Category | Democrat | Independent | Republican |
---|---|---|---|
Extremely serious | 13% | 31% | 49% |
Somewhat serious | 18% | 11% | 30% |
Not too serious | 22% | 16% | 11% |
Not at all serious | 43% | 23% | 6% |
Don't know | 3% | 20% | 4% |
Texas Republicans are with deceptive simplicity claiming that their success in holding the line against an increasingly competitive Democratic party in Texas in a high-turnout 2020 election is proof that Republicans are not suppressing the vote. After all, doesn’t this show that they don’t need to do so in order to win? This has a surface plausibility that doesn't hold up to much scrutiny. It’s also plausible to think, as we watch Joe Biden overtake Trump as several states tally hundreds of thousands of mail-in ballot, that had calls to expand access to voting by mail been heeded in Texas (either in response to the pandemic or even before), turnout would have been even higher, and some of the close races in the most contested races in the state might have turned out less favorably for Republicans (given the differential preference of partisans to vote by mail here, as elsewhere). The same counterfactual applies to the lowering of other restrictions in Texas, from implementing online and/or same-day registration to more universal and evenly distributed voter identification requirements.

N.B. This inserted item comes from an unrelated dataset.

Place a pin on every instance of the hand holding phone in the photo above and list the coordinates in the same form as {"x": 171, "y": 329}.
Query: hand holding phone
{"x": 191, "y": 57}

The Republican campaign effort deserves credit for working within the status quo to hold the line against Democrats after a more competitive political system emerged in 2018. Republican incumbents have guarded the rules that define the allowable electorate zealously in the name of defending against largely non-existent threats to the integrity of the election system, and it is paying off in an increasingly competitive state. So we shouldn’t be surprised that Republican campaigns are adept at working with the rules they have largely written. Nor should we be shocked as many of them join Donald Trump in propagating a lack of trust in the national political system. They’ve been doing it for years to their advantage, and will continue to benefit from the lack of trust among their partisans that Trump is exploiting in a last destructive display of his relentless self-interest. It probably won’t work out for him in the short run. But as the parade of Texas Republicans following Trump’s lead this week illustrates, it worked for Texas Republicans before Trump, and it will work for them after he’s gone as the Texas GOP continues to seek to maintain their advantage — using all the considerable legal means at their disposal. While in some senses this is politics as usual, the coming weeks are likely to illustrate just how corrosive these politics have been to the political system, particularly its ability – our ability — to maintain legitimacy and continuity during the transfer of presidential power.